Then guess what, neither of them need to be with each other period.


----------



## A Bit Much (Sep 14, 2011)

> My fiance and I have been together 2yrs and we tend to argue mostly after we've been out with friends.


I'm sorry but this sounds like pattern behavior. The getting angry and fighting happen all the time, and the jealousy thing sounds like the cause of it.

Chatting and laughing with a bartender while waiting for drinks isn't crazy making behavior unless you're already crazy. Being jealous is one thing, being a possessive maniacal lunatic is another. I can summize that the irratic driving after and choking until unconsciousness is NOT normal 'I'm jealous and angry' behavior. And he's STILL angry??? He sounds like a psycho.

OP you need to leave, but like I said before you obviously have a death wish.


----------



## Created2Write (Aug 25, 2011)

This is NOT normal behavior. I've laughed with bartenders and waiters before and my husband has _never_ accused me of flirting. 

You need out of this. The fact that you had to ask us not to tell you to leave is proof enough that you _know_ how bad this situations is, and you don't want to admit it.


----------



## MysteryMan1 (Nov 4, 2012)

You already know you need to leave him, now you just need to accept it.


----------



## KathyBatesel (Apr 26, 2012)

Shanna said:


> I hate being like this, How can I fix it?, & please don't tell me to leave, I love him way to much to do that.
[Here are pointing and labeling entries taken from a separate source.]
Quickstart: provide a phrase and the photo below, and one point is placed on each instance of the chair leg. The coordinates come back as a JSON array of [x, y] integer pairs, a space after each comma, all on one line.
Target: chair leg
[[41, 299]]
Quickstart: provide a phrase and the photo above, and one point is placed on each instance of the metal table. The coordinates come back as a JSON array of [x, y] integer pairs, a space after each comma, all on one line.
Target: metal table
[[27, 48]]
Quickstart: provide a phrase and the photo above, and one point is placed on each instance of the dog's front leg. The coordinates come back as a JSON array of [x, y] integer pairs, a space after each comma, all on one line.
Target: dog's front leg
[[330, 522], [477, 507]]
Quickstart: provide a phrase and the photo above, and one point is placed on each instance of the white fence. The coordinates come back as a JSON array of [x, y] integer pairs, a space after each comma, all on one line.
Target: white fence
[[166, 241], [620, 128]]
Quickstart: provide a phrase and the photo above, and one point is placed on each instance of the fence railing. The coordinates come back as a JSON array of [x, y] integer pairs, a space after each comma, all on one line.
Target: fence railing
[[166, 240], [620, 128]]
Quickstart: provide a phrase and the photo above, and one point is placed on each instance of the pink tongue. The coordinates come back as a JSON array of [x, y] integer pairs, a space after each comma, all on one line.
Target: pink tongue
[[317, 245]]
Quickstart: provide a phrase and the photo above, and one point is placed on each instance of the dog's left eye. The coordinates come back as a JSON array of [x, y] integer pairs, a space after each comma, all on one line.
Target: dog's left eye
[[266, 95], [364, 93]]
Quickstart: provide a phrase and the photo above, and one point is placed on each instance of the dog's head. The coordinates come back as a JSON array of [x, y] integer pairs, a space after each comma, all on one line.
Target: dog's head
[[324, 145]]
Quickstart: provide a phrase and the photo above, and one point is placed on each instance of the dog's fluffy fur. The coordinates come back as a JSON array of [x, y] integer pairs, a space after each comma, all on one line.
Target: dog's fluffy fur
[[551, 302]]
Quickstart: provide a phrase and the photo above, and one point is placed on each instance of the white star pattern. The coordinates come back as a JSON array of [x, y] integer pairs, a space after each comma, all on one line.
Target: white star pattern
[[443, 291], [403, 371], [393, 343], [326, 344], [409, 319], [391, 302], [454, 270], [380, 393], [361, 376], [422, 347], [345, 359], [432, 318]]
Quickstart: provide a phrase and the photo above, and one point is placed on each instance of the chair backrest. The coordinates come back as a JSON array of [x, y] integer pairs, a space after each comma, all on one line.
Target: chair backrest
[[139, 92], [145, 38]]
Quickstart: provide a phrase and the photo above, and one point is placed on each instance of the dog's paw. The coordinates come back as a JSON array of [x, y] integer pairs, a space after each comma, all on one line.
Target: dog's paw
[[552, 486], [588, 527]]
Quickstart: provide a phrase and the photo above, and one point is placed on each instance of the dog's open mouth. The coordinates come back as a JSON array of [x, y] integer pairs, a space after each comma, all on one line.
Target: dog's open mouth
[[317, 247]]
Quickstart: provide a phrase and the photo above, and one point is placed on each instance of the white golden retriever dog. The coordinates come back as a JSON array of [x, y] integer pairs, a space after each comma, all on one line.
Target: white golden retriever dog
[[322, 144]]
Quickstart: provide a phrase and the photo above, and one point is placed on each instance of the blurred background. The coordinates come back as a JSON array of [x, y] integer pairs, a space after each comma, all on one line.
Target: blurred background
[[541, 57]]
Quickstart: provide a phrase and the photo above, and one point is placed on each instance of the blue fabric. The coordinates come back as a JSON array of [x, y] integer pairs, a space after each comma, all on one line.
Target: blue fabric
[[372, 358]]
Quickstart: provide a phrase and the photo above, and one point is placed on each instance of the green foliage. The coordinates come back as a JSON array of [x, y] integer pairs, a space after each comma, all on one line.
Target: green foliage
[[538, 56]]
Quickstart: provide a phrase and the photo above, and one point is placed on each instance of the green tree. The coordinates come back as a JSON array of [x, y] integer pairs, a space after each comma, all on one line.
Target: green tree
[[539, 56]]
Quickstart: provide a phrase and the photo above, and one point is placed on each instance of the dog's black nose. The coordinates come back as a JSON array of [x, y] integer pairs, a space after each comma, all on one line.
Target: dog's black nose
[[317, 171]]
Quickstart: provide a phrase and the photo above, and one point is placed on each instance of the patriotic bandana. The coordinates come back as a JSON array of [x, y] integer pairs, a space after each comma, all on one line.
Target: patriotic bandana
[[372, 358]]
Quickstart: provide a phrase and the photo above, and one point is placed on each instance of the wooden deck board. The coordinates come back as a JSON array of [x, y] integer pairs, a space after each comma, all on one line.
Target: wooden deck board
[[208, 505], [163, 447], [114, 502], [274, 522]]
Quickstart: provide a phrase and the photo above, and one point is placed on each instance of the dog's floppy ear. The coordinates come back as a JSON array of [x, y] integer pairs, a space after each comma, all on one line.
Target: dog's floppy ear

Any advice is appreciated!


You are in an abusive relationship. You can't fix it. If you had that power, this wouldn't be happening in the first place. 

You say you won't leave. Ok, then make peace with being treated this way and worse, because it IS going to get worse. 

You're asking us to tell how to drink bleach and stay safe. It just does not work.

Good luck.

I hope you'll consider why you hate yourself so much that you're willing to tolerate this for those exciting moments of love he shows you. I understand that the good times are really, really good. They make you feel like the most important woman on earth. But if you were really that important to him, he would not treat you this way. Ever. He can control himself with his boss, friends, and others. He could control himself with you, too, but he doesn't want to.


----------



## Amplexor (Feb 13, 2008)

Move along folks, nothing to see here, just a pathetic troll


----------